Under current law, a Missouri resident conforming to all applicable state and federal gun laws may purchase rifles and shotguns in states contiguous to Missouri. Also, residents of the contiguous states who conform to applicable state and federal gun laws may purchase rifles and shotguns in Missouri.

This act allows Missouri residents to purchase rifles and shotguns in any state so long as the resident follows all applicable provisions of the Federal Gun Control Act of 1968, Missouri law and the law of the state in which the purchase occurs. A resident of any state who abides by the applicable federal laws, Missouri laws and laws of the resident's home state may purchase rifles and shotguns in Missouri.

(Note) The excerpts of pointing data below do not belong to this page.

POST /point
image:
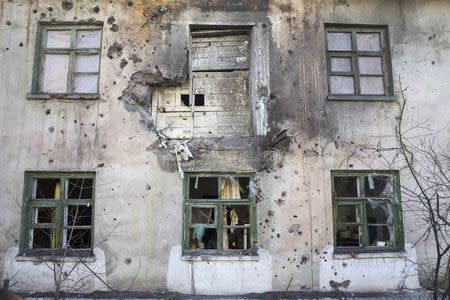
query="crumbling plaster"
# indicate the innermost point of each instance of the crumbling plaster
(114, 136)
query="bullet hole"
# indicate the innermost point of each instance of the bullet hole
(111, 20)
(304, 260)
(114, 27)
(67, 4)
(115, 50)
(123, 63)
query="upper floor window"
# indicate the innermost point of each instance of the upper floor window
(58, 213)
(367, 210)
(67, 60)
(358, 63)
(220, 214)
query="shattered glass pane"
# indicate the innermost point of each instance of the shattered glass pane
(79, 215)
(85, 84)
(56, 67)
(379, 186)
(345, 186)
(339, 41)
(47, 188)
(368, 41)
(202, 238)
(372, 85)
(237, 238)
(348, 236)
(87, 63)
(203, 215)
(203, 188)
(234, 187)
(378, 213)
(341, 64)
(78, 238)
(88, 39)
(42, 238)
(44, 215)
(58, 39)
(80, 188)
(348, 214)
(342, 85)
(370, 65)
(236, 215)
(380, 235)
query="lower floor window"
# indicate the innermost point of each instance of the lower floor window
(219, 213)
(367, 210)
(57, 212)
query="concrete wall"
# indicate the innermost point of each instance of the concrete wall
(139, 193)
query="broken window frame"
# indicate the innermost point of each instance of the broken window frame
(361, 200)
(354, 54)
(30, 203)
(41, 50)
(218, 205)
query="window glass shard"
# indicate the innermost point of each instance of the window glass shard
(56, 67)
(88, 39)
(339, 41)
(58, 39)
(370, 65)
(372, 85)
(85, 84)
(368, 41)
(342, 85)
(87, 63)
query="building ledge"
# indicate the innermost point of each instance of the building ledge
(63, 96)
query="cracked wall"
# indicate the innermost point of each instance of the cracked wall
(300, 136)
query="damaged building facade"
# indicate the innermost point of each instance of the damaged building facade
(215, 147)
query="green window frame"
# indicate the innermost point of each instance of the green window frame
(220, 217)
(358, 62)
(75, 49)
(367, 212)
(58, 214)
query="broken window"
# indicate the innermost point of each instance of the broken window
(220, 213)
(68, 60)
(215, 101)
(59, 212)
(358, 61)
(367, 210)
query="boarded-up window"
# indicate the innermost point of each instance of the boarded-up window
(218, 87)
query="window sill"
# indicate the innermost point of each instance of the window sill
(236, 255)
(361, 98)
(63, 96)
(386, 252)
(56, 256)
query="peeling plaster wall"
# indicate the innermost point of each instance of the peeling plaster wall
(139, 193)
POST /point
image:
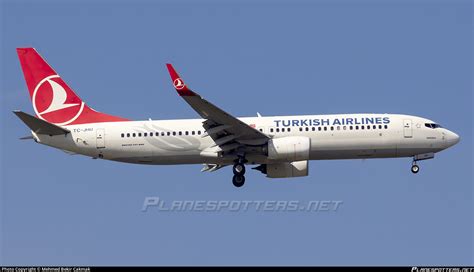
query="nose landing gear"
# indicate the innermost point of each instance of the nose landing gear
(414, 166)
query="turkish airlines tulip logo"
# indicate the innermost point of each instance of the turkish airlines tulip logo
(178, 84)
(55, 102)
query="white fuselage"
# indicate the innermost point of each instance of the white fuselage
(185, 141)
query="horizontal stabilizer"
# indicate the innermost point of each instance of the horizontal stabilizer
(40, 126)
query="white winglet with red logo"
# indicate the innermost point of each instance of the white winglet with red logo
(53, 100)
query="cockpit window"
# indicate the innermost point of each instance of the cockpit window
(432, 125)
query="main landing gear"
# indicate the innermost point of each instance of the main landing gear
(239, 171)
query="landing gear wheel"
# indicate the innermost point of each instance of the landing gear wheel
(415, 168)
(238, 180)
(239, 169)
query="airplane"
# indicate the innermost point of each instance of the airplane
(278, 146)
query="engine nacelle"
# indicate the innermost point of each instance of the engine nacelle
(295, 148)
(287, 169)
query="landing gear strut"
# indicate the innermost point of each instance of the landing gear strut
(239, 171)
(415, 168)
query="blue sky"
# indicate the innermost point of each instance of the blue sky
(277, 58)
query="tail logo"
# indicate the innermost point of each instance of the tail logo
(178, 84)
(51, 102)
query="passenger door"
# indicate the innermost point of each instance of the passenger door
(407, 128)
(100, 138)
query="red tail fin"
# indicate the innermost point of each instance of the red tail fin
(53, 100)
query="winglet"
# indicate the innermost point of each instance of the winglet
(178, 83)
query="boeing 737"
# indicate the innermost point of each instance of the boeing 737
(278, 146)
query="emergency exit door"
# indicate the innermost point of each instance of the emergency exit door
(407, 128)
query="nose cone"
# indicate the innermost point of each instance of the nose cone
(452, 138)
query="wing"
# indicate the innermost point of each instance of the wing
(227, 131)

In addition, the current provisions regarding such gun purchases are moved from the merchandising practices chapter to the chapter on weapons offenses. As a result, certain provisions governing the entire merchandising practices chapter will no longer apply, including provisions that detail the power of the Attorney General to investigate violations of the law.

This act lowers the age at which a person can obtain a concealed carry endorsement from 23 to 21 years of age.

This act also provides that a nondriver's license with a concealed carry endorsement expires three years from the date the certificate of qualification was issued by a sheriffs. This provision is not effective until the earlier of January 1, 2013 or whenever the Department of Revenue begins issuing nondriver’s licenses with concealed carry endorsements.

Legislators, full time and legislative employees of the General Assembly, statewide elected officials and their employees may carry concealed firearms in the state capitol building, or at any meeting in the building, if they have a concealed carry endorsement.

Under this act, the training for a concealed carry endorsement must include live firings from both a revolver and a semiautomatic pistol. In order to pass, the applicant must hit targets with both types of handguns. Also, a firearms safety instructor who provides false information on any portion of the training is guilty of a crime rather than rather than just certain portions of the training.

This act allows municipalities to regulate the shooting of pneumatic guns.

This act contains provisions similar to provisions of HCS/SB 61 (2011), HCS/SCS/SB 60 (2011), HB 123 (2011), HB 596 (2011), HB 430 (2011), HB 594 (2011), SB 87 (2011), HB 725 (2011), HB 760 (2011), HB 125 (2011), HB 215 (2011), SB 297 (2011), HB 113 (2011), HB 271 (2011), SB 298 (2011), SB 330 (2011), and HB 778 (2011).